Analysis of traffic logs for an online News site.
The logs analysis project is part of the Full Stack Nanodegree program by Udacity. This project sets up a mock PostgreSQL database for a fictional news website. The provided Python script uses the psycopg2 library to query the database and produce a report that answers the following three questions:
The environment used for this project is a virtual machine setup using Vagrant, Virtual Box and some configuration files. You don’t have to use the exact same environment to run the project. But if you want to do this, here are the steps you’d take to setup the environment.
To run the project and create the output follow these steps:
1.) Regardless of the environment you choose to use, use a terminal window. In Windows, use the terminal provided by Git Bash.
2.) Download and install PostgreSQL
3.) Download and install Python 2.7 with pip added to the path.

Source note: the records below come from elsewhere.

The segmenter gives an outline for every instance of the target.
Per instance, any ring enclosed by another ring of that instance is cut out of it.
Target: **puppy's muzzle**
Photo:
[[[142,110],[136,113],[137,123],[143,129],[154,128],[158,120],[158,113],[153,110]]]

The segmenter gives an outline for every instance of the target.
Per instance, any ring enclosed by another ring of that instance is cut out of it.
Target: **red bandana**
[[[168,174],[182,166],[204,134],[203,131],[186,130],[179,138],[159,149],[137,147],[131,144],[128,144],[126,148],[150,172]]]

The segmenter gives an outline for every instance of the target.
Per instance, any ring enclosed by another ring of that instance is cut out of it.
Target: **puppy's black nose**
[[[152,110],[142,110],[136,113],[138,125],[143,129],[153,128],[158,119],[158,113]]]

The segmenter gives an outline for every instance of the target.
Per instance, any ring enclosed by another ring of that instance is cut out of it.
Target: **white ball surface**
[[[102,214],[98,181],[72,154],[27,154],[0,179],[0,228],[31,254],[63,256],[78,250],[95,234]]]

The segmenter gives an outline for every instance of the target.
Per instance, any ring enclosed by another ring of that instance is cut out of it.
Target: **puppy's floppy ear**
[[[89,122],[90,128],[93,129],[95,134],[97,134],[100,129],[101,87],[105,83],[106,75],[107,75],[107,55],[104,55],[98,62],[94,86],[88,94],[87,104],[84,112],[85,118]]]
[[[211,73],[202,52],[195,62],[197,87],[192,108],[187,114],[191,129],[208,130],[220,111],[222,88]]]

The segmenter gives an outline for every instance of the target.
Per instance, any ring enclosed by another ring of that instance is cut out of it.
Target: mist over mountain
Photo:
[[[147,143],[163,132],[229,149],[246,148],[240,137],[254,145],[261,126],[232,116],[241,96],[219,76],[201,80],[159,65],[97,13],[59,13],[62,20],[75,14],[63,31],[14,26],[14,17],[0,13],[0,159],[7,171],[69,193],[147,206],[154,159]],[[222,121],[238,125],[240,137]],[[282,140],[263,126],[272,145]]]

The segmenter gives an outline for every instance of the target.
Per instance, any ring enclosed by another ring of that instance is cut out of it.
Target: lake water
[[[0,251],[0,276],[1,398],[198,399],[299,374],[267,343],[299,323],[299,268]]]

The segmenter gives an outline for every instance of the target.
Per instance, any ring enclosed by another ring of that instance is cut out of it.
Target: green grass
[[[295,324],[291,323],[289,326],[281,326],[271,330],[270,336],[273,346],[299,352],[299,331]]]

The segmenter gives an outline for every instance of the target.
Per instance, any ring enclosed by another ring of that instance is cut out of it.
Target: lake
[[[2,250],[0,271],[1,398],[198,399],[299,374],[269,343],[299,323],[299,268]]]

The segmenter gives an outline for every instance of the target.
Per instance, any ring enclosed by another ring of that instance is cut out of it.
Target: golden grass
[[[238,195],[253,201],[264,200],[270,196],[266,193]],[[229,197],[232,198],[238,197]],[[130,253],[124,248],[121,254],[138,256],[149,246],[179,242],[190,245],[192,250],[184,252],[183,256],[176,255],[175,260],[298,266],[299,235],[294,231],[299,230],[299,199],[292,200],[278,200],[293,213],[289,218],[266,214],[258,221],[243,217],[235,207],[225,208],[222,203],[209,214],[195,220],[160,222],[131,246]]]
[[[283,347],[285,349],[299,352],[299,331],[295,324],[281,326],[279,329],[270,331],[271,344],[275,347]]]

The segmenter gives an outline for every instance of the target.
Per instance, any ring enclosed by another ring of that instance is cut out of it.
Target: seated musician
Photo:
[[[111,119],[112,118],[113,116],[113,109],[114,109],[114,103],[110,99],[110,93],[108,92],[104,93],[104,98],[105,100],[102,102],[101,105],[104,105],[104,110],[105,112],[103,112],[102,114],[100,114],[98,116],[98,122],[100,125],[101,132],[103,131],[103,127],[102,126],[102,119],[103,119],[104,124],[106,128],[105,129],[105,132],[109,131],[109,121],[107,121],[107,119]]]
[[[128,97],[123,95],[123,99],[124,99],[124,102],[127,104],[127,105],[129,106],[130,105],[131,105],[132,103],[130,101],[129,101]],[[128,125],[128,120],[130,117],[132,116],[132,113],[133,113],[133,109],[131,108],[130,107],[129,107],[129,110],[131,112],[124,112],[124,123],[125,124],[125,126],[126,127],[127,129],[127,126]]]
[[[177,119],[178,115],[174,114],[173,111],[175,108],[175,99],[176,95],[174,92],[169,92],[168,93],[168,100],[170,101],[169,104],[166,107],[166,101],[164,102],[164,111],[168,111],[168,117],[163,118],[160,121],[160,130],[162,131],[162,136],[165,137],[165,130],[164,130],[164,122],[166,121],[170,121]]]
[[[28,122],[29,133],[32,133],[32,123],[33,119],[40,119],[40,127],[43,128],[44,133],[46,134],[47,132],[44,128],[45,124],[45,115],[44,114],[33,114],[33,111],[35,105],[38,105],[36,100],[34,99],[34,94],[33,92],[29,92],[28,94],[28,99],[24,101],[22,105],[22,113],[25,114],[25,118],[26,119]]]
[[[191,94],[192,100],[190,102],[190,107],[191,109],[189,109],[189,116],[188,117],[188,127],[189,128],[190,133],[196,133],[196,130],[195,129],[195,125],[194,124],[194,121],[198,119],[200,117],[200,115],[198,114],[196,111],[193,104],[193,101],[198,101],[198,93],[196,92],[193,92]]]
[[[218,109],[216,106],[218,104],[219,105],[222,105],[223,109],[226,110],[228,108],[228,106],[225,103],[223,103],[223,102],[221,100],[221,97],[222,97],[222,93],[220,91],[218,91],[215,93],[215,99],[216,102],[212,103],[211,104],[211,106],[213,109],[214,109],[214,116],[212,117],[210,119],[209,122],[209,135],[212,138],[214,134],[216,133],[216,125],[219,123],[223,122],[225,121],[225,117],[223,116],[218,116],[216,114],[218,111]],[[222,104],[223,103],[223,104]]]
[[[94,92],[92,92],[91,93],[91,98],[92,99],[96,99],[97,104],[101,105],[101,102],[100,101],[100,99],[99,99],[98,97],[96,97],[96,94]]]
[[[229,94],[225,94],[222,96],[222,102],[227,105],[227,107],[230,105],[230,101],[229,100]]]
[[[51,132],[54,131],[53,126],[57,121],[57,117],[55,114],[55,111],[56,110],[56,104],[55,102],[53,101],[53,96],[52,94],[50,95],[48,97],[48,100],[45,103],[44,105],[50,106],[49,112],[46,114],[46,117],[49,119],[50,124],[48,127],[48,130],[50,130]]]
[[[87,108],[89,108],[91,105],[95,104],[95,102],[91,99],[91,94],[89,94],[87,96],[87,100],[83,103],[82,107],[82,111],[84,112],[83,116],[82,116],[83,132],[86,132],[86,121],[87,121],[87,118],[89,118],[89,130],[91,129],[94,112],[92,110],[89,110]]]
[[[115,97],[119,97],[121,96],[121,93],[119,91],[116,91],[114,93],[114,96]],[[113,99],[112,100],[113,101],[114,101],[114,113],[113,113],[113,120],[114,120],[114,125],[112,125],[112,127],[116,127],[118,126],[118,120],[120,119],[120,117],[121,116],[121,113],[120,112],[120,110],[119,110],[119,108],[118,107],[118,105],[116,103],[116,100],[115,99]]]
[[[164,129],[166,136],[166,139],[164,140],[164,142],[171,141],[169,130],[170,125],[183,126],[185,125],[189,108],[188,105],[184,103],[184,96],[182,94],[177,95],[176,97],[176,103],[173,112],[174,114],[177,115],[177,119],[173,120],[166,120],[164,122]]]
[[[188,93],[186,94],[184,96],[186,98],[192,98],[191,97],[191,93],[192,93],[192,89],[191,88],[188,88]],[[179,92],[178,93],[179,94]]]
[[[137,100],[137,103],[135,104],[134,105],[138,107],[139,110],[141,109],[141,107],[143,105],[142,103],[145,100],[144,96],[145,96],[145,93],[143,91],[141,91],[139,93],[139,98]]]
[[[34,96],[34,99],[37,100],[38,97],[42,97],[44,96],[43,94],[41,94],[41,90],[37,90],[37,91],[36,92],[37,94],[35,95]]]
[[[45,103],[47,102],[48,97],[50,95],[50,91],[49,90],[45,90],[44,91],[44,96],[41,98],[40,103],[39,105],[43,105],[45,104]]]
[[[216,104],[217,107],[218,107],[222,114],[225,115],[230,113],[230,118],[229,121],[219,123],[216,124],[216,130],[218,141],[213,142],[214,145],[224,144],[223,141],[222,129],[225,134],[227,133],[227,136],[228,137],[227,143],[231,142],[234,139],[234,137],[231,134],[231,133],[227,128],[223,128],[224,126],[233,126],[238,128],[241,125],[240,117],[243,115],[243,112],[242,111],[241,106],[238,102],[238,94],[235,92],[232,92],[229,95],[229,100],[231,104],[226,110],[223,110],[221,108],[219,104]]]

4.) Install Psycopg2. Learn more about this here http://initd.org/psycopg/docs/install.html
5.) Download newsdata.sql from this link:
https://d17h27t6h515a5.cloudfront.net/topher/2016/August/57b5f748_newsdata/newsdata.zip
6.) Setup the database and views
psql -d news -f create_views.sql
7.) Download and install prettytable (this is required for the output formatting used in the program). Install by running the following in the terminal or console window
pip install prettytable
9.) Run the provided python script in the terminal with the following command
python newsquestions.py
The following views were created based on the news database in postgresql
article_views
create view article_views as
select author, title, count(title) as views
from articles join log
on log.path = concat('/article/', articles.slug)
group by title, author
order by views desc;
log_status_date
create view log_status_date as
select date::timestamp::date, status
from (select time as date, status from log) as time_log;
log_date_requests
create view log_date_requests as
select x.date, total_requests, error_requests, round(error_requests * 100 / total_requests::numeric, 2) as error_percent
from (select date, count(status) as total_requests from log_status_date group by date) as x
join (select date, count(status) as error_requests from log_status_date where status = '404 NOT FOUND' group by date) as y
on x.date = y.date;
newsquestions.py
This file contains the main code for the logs analysis. It prints the responses to the three questions as output to the console and to a text file.
create_views.sql
This file contains the SQL used to setup the views in the news database.
newsanalysis.txt
This file contains sample output from the program.